An open-label trial of duloxetine in patients with irritable bowel syndrome and comorbid generalized anxiety disorder

Objective. Irritable bowel syndrome (IBS) is commonly comorbid with generalized anxiety disorder (GAD). We evaluated whether duloxetine would lead to improvement in symptoms and quality of life in patients with both conditions. Method. A 12-week, open-label trial of duloxetine was conducted in 13 subjects with IBS and GAD. The primary outcome measure was the Clinical Global Impression (CGI) Scale.
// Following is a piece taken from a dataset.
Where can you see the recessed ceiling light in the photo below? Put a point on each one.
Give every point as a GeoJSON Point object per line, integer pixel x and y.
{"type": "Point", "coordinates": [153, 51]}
Secondary measures included the Hamilton Anxiety Rating Scale, IBS Quality of Life (IBS-QOL) Scale, and IBS Symptom Severity Scale (IBS-SSS). Results. Repeated measures ANOVA was used to examine the effect of treatment with duloxetine on ratings of anxiety and IBS. Significant improvement was observed on the CGI-Improvement (F = 14.19, df = 1,12, p < 0.001) and Severity scales (F = 16.16, df = 1,12, p < 0.001). Secondary measures revealed significant reduction in symptoms of anxiety (F = 11.66, df = 1,12, p < 0.01), eta(2)(p) = 0.56, and IBS-SSS (F = 6.05, df = 1,12, p < 0.001), eta(2)(p) = 0.34, in addition to IBS-QOL improvements (F = 11.66, df = 1,12, p < 0.01), eta(2)(p) = 0.56. Conclusion. Results of this pilot study support the efficacious use of duloxetine in comorbid IBS and GAD. Participants reported significant reductions in IBS components, as well as improvement in GAD.